Google: Offenbar Einigung mit FTC im Streit um Tracking von Kindern bei YouTube


Google hat in Europa schon die eine oder andere Strafe zahlen müssen, die von der Europäischen Kommission verhängt wurde. Aber auch in den USA sieht sich Google nun einer Millionenzahlung gegenüber. Schuld daran ist das Tracking von Kindern bei YouTube. Das ist nach dem Children’s Online Privacy Protection Act (COPPA) nicht erlaubt, wurde aber so praktiziert. Das hat die Federal Trade Commission auf den Plan gerufen, mit der sich Google nun laut Washington Post geeinigt habe.

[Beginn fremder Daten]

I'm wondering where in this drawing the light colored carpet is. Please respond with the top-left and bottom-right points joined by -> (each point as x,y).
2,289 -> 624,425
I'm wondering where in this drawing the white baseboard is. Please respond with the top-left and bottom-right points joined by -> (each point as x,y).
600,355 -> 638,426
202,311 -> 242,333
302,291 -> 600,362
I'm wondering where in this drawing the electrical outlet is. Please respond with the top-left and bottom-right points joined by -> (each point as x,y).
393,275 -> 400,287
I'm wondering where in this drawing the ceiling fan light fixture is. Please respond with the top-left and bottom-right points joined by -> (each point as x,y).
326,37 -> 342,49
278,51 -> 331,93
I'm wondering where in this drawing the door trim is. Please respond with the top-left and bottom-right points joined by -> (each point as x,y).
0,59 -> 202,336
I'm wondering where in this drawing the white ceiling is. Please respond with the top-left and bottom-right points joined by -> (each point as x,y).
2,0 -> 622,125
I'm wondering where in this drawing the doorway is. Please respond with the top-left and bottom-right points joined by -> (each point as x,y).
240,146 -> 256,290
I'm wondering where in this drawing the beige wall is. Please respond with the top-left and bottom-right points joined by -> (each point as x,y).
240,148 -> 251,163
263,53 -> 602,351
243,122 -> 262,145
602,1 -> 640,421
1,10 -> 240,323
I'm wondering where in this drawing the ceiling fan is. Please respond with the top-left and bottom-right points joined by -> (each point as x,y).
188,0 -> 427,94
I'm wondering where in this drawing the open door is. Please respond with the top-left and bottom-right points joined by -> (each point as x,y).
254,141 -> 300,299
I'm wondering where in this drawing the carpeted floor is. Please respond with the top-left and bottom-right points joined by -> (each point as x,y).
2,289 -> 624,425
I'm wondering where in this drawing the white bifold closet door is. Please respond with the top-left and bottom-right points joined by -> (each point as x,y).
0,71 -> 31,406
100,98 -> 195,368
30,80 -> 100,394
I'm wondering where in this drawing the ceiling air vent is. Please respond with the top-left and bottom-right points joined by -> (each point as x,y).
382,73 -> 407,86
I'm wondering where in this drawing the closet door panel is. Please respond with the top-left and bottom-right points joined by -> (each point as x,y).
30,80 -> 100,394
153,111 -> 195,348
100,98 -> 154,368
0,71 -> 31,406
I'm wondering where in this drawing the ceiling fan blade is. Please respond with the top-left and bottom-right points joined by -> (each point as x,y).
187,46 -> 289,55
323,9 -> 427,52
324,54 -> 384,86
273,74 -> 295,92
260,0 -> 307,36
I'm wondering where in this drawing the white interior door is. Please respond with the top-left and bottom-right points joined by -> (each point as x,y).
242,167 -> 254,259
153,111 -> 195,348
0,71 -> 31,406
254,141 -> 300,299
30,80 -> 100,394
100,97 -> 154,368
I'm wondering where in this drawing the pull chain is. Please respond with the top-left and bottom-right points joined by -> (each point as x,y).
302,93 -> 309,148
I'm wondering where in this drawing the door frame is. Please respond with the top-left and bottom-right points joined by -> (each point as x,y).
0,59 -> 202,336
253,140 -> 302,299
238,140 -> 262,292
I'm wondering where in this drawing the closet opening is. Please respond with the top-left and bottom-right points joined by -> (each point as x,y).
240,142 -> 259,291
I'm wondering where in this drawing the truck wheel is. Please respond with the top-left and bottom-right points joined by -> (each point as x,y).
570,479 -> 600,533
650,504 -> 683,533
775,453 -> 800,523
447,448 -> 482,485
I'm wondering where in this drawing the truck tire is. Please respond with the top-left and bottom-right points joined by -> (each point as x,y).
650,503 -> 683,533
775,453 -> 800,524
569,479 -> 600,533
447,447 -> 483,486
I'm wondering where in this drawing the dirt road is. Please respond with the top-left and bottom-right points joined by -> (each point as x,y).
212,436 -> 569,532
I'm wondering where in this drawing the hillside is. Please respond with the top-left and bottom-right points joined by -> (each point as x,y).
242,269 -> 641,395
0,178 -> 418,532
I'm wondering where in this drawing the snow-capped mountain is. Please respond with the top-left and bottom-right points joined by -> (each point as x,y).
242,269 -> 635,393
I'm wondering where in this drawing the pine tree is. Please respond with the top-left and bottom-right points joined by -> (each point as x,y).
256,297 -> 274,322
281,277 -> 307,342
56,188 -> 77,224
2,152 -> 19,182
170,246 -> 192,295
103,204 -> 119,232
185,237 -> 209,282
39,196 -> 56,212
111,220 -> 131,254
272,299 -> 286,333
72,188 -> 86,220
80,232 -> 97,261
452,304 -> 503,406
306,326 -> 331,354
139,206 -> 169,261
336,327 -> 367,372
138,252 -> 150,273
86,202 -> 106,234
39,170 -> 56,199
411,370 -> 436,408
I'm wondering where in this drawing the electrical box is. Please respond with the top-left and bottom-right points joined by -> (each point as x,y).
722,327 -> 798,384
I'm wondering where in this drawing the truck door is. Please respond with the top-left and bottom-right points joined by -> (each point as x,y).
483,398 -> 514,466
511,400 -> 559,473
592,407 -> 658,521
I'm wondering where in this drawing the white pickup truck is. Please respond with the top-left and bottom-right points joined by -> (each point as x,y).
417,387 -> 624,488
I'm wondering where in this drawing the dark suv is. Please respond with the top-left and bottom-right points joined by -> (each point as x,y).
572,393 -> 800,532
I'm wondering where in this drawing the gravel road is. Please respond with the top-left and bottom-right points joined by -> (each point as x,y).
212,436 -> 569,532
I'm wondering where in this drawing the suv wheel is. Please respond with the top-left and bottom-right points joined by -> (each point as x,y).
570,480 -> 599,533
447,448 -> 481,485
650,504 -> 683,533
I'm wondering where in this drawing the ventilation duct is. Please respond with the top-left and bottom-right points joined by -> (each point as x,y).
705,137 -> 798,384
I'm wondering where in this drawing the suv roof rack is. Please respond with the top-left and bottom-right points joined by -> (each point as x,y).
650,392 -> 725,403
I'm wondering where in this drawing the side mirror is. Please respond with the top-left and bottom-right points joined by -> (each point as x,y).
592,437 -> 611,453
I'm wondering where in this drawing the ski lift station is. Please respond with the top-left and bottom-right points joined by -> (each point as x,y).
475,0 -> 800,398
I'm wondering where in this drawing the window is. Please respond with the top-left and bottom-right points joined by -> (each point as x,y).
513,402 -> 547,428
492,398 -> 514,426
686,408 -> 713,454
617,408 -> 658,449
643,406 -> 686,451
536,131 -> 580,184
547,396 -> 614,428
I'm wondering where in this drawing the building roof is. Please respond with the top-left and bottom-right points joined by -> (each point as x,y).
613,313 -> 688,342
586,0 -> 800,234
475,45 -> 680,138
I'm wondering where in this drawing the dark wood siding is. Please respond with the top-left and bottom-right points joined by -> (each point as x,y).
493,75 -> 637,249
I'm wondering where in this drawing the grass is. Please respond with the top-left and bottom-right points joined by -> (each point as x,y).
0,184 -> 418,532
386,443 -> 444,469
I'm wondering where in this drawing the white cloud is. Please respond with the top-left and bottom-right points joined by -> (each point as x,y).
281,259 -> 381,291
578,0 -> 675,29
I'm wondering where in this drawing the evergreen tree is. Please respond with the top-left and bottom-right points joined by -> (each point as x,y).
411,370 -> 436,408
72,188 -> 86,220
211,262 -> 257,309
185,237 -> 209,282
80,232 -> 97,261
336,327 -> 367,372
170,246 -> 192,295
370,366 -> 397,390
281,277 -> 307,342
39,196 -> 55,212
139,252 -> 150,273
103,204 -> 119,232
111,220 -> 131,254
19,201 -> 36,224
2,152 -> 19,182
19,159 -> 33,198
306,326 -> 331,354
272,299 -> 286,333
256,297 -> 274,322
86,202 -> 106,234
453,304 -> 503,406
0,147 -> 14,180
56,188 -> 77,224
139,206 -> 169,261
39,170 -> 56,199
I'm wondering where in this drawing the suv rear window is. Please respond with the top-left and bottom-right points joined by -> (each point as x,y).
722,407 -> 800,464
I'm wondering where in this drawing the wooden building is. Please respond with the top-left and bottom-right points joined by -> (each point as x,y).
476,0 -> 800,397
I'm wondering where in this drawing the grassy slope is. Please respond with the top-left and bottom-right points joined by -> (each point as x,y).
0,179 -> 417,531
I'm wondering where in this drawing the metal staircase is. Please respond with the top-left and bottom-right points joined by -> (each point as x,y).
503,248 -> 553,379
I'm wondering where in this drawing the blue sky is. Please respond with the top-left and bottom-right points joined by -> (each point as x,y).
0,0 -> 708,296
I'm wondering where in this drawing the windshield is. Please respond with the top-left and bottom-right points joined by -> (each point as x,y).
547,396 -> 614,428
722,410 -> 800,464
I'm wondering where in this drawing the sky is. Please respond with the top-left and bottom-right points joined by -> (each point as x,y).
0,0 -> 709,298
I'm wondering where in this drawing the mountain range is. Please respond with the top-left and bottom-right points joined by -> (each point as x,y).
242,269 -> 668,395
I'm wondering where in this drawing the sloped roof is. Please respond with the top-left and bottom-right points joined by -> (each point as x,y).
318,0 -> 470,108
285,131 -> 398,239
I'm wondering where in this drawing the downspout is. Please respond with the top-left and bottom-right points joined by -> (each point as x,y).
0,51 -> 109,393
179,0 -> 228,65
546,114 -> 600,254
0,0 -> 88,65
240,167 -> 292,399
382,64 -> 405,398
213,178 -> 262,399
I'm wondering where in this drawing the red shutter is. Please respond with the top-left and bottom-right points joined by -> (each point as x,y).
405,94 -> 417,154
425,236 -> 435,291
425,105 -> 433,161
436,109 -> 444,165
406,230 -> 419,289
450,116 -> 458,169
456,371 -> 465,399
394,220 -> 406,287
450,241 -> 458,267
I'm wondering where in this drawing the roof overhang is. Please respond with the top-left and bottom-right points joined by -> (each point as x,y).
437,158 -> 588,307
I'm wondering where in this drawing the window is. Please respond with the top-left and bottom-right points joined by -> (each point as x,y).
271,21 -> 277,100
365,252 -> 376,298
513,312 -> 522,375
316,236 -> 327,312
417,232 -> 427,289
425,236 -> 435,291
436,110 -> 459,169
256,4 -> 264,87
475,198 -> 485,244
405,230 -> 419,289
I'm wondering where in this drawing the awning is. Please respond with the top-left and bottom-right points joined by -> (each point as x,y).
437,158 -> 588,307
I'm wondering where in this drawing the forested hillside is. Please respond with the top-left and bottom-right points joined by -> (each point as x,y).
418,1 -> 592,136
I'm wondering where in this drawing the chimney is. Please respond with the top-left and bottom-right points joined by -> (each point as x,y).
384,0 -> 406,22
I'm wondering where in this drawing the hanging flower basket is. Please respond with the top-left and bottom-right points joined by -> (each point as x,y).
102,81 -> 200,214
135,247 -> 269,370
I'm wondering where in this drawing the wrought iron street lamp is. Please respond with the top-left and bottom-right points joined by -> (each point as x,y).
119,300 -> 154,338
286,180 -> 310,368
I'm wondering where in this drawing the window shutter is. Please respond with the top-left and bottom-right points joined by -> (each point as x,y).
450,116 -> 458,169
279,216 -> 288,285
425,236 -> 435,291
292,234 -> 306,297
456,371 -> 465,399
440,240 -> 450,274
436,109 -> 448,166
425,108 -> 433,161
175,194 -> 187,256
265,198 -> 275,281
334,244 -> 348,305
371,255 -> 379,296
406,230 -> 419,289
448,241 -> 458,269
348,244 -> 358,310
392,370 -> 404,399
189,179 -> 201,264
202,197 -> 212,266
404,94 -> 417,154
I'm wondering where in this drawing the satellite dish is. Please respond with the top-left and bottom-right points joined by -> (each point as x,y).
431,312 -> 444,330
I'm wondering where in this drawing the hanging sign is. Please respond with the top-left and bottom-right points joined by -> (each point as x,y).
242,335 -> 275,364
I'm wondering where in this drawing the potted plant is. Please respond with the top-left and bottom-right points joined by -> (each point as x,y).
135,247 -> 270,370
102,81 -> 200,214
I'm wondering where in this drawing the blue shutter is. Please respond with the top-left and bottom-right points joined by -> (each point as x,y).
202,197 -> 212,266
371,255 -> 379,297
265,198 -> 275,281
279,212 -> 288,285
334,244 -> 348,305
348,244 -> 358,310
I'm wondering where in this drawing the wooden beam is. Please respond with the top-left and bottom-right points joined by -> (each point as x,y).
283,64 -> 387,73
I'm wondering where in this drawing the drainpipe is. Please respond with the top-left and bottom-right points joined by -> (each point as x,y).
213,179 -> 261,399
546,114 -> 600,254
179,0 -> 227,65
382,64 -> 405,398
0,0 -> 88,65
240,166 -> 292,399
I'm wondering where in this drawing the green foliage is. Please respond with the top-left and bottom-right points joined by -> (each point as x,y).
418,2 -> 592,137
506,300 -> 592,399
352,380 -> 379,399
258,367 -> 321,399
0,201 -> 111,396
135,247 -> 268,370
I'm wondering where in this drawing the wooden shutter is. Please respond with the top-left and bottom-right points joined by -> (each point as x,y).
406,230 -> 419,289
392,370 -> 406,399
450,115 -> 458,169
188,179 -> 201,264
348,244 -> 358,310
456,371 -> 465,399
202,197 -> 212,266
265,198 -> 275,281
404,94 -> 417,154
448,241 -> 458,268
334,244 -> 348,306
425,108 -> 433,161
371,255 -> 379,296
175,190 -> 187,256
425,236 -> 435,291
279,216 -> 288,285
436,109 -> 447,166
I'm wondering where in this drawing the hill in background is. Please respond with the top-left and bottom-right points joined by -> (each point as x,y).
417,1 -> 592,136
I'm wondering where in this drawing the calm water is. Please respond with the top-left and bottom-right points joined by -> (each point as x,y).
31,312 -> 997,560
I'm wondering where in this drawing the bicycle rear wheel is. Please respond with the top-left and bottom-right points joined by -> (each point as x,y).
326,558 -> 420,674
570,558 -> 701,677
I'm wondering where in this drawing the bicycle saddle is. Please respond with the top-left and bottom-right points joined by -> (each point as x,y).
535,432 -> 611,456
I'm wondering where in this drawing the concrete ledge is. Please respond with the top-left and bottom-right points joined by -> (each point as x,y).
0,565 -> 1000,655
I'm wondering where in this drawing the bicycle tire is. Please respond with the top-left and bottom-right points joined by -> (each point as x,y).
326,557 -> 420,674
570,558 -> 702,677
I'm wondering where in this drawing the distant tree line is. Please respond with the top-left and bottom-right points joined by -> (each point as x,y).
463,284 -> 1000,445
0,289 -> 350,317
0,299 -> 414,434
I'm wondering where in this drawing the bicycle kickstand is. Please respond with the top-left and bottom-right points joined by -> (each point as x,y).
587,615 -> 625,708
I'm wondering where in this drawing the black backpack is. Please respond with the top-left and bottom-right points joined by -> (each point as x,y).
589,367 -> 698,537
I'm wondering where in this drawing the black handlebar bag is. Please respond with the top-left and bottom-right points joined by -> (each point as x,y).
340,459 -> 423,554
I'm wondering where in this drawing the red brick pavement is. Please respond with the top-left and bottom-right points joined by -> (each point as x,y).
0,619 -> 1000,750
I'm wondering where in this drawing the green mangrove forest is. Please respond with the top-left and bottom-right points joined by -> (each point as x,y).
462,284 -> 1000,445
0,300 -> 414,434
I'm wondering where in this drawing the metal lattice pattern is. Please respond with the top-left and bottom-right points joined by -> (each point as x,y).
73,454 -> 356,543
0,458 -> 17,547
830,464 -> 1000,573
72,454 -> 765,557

Während die genaue Höhe der Zahlung (eine Strafe scheint es ja nicht zu sein, wenn man sich geeinigt hat) unbekannt ist, soll sie im Millionenbereich liegen. Für ein Unternehmen mit Milliardengewinnen also eher etwas für die Portokasse. Google hat während der Untersuchung schon reagiert und Inhalte für Kinder zum Beispiel für Kommentare gesperrt. Auch wird über eine komplette Auslagerung der Inhalte nachgedacht.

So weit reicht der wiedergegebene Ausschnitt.